Confidence in the Cloud

13.07.2009

Joe Mildenhall, CIO at Apollo Group Inc., is taking baby steps into cloud storage. "We have a lot to lose. If we're playing, we're only going to play with the big guys," he says. The Phoenix-based for-profit educational institution is using Amazon's S3 to temporarily store papers that some of its 400,000 college students submit through the Apollo Web site.

But even with Amazon, Mildenhall will entrust only low-risk data to the cloud. For example, students can submit Word documents to the Apollo Web site, which runs the documents through a grammar-checking engine and then parks them in Amazon's S3 storage. When a student retrieves his document, the data is purged. "The major characteristic is that it's not very important storage to us," Mildenhall says.

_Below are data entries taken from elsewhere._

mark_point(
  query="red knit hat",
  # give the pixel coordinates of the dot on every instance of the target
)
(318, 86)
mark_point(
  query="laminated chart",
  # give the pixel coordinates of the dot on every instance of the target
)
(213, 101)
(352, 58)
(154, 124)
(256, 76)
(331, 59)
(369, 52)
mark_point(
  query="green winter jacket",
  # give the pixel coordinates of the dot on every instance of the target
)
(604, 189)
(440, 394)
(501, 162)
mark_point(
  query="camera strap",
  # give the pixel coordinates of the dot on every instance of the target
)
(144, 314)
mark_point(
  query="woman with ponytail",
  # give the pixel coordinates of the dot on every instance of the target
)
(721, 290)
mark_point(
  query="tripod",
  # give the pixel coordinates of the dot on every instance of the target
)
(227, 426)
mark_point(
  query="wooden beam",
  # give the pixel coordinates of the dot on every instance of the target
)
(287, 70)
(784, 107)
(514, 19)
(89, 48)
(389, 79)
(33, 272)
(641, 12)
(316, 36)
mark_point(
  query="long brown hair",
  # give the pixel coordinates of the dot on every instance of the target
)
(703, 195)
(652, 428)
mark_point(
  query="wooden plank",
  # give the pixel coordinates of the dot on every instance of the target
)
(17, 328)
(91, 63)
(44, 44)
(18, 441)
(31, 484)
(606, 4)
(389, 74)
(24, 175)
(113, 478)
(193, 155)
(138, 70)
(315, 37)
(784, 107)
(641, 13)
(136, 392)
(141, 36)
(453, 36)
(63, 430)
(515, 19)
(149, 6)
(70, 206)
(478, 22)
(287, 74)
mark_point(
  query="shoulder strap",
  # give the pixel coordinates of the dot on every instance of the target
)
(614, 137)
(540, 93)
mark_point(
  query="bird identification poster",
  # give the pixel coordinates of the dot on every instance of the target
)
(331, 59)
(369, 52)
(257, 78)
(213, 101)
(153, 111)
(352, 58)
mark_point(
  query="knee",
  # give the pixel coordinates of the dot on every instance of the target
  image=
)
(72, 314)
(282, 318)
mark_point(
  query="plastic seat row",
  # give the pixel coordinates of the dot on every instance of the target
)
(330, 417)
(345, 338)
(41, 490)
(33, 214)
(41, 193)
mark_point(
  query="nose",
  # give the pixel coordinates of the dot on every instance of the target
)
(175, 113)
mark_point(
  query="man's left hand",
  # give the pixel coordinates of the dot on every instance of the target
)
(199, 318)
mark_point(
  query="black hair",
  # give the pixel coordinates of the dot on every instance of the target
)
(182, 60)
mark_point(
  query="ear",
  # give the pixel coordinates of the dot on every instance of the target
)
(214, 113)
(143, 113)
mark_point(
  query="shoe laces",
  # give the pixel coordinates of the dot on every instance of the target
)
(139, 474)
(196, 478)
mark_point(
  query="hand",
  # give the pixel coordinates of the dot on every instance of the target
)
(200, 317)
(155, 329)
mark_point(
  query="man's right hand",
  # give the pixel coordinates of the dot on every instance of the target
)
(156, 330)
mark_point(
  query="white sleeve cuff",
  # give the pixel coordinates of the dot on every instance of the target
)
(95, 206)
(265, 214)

So far, the integration with S3 has worked well. But Mildenhall is still wary. "If for two days, my opinion would change," he says.

The most common storage-as-a-service offerings are online backup and archiving applications. Things have changed since the days of StorageNetworks, a company that couldn't make a go of hosted backup and closed its doors in 2003. The original idea behind StorageNetworks was outsourcing -- providing a service that used the same storage frames that were in the data center, says Damoulakis. Now, many cloud storage services use low-cost, commodity storage in a distributed architecture. "We've advanced very far in virtualization, the Internet, distributed computing and the grid concept," he says.